S: This raises another question. You are famous for maintaining your privacy. I didn’t even know you were married, and it was a great surprise when your wife came to the door. Isn’t Pickpocket a game of hide-and-seek since, according to you, it reflects so much of your personal experience, although if you hadn’t told me, I wouldn’t have known it?

B: I hate publicity. One should be known for what he does, not for what he is. Nowadays a painter paints a bad painting, but he talks about it until it becomes famous. He paints for five minutes and talks about it on television for five years.

S: That reminds me of Godard. He makes bad films, but he defends them so interestingly.

B: His films are interesting.
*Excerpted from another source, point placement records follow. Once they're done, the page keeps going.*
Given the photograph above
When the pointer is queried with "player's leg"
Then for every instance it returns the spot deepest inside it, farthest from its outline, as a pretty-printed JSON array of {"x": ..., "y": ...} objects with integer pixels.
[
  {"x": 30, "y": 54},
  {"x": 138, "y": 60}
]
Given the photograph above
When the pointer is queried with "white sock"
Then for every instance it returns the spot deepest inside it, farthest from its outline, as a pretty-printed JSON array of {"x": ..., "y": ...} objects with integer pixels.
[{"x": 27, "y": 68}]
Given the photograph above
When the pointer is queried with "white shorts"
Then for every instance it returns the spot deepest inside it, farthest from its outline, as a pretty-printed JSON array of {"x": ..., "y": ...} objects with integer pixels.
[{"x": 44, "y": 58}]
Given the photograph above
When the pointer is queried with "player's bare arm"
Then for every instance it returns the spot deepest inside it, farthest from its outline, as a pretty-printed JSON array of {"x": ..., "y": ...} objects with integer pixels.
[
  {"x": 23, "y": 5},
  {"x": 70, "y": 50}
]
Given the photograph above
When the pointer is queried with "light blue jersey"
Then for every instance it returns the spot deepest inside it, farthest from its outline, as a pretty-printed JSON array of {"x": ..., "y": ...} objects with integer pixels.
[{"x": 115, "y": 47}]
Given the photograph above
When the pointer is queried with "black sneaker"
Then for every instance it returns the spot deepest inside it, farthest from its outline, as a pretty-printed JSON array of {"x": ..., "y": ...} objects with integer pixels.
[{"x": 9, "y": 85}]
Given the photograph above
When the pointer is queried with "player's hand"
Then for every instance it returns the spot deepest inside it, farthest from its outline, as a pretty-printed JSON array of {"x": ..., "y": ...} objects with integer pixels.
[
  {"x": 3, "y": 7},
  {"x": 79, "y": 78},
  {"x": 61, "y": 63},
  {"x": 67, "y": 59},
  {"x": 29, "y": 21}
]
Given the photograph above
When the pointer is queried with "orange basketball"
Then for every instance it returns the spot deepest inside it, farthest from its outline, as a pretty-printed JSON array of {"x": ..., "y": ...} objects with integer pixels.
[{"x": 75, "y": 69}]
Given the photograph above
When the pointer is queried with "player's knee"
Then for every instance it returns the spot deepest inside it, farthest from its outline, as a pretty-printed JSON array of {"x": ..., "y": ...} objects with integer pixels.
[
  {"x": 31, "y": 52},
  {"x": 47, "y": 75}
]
He upsets the official cinema, which cares only for profits. He taught films how to use disorder.

S: Don’t you think his purpose is more important than the individual results – which aren’t very good?

B: When he uses professional actors, I don’t like his films, but when he doesn’t, he makes the best that can be seen.

S: On this matter of your zeal for truth: There are moments in Pickpocket which seem to me to be true only to your peculiar style. For example, in the opening scene where the hero steals the purse, the people at the racetrack are preternaturally calm. I can’t believe that people watch a race so impassively.

B: But not every part of a racetrack crowd reacts in the same way. There are always certain people who watch impassively. I didn’t want him to commit his theft when people were shouting; I wanted it to happen in silence, so that one could hear the crescendo of the horses’ galloping.

S: But such a scene, even among sympathetic viewers, raises the question of whether we are seeing truth in your films or the reflection of a very deliberate and personal style. I ask myself that question occasionally in Pickpocket and almost always in The Trial of Joan of Arc.

B: If that happens, it is my fault. My style is natural to me. You see, I want to make things so concentrated and so unified that the spectator feels as if he has seen one single moment. I control all speech and gesture so as to produce an object that is indivisible. Because I believe that one moves an audience only through rhythm, concentration, and unity.

Interview with Robert Bresson – Charles Thomas Samuels, Encountering Directors, New York: G.P. Putnam & Sons, 1972.

Monday, 27 January 2020

Paul Schrader: On Bresson’s ‘Pickpocket’




The above video is taken from Paul Schrader’s excellent introduction to the Criterion Collection edition of Robert Bresson’s Pickpocket: ‘the most influential film in my creative life’.

Bresson’s consummate tale of crime and redemption follows Michel, a lonely young pickpocket whose days are spent working the streets, metros and train stations of Paris. His devotion to the art of pickpocketing becomes a compulsion. As his obsession grows he experiences fear, elation, a world of feeling. He takes lessons from a master and works with a criminal gang. This underworld milieux brings him into contact with his interlocutor and confessor, a police detective who resolves to apprehend him.

Schrader draws intriguing parallels between the character of Michel in Pickpocket and Travis Bickle in Taxi Driver, tracing Bresson’s film back to Samuel Fuller’s Pickup on South Street (Bresson’s inspiration for the film) and how the idea of a ‘soul in transit’ then became the inspiration for the screenplay of Taxi Driver. 

Schrader first saw Pickpocket in Los Angeles in 1969, ten years after it was made, and wrote a celebrated two-part review which he later refined in his seminal book Transcendental Style in Film. 

Schrader calls Bresson a ‘perverse’ director, in that Bresson’s style works in ways that run counter to traditional narrative filmmaking. Instead of adding elements and flourishes to underscore the story, Bresson strips things away, leaving the audience off-balance, paring the story down to its fundamental aspects. Bresson uses a rigid and austere style to ward off superficial emotional responses, intent instead on creating a ‘transformation’ – from the material to the spiritual realm. For Bresson this transition is key: ‘There must, at a certain moment, be a transformation; if not, there is no art.’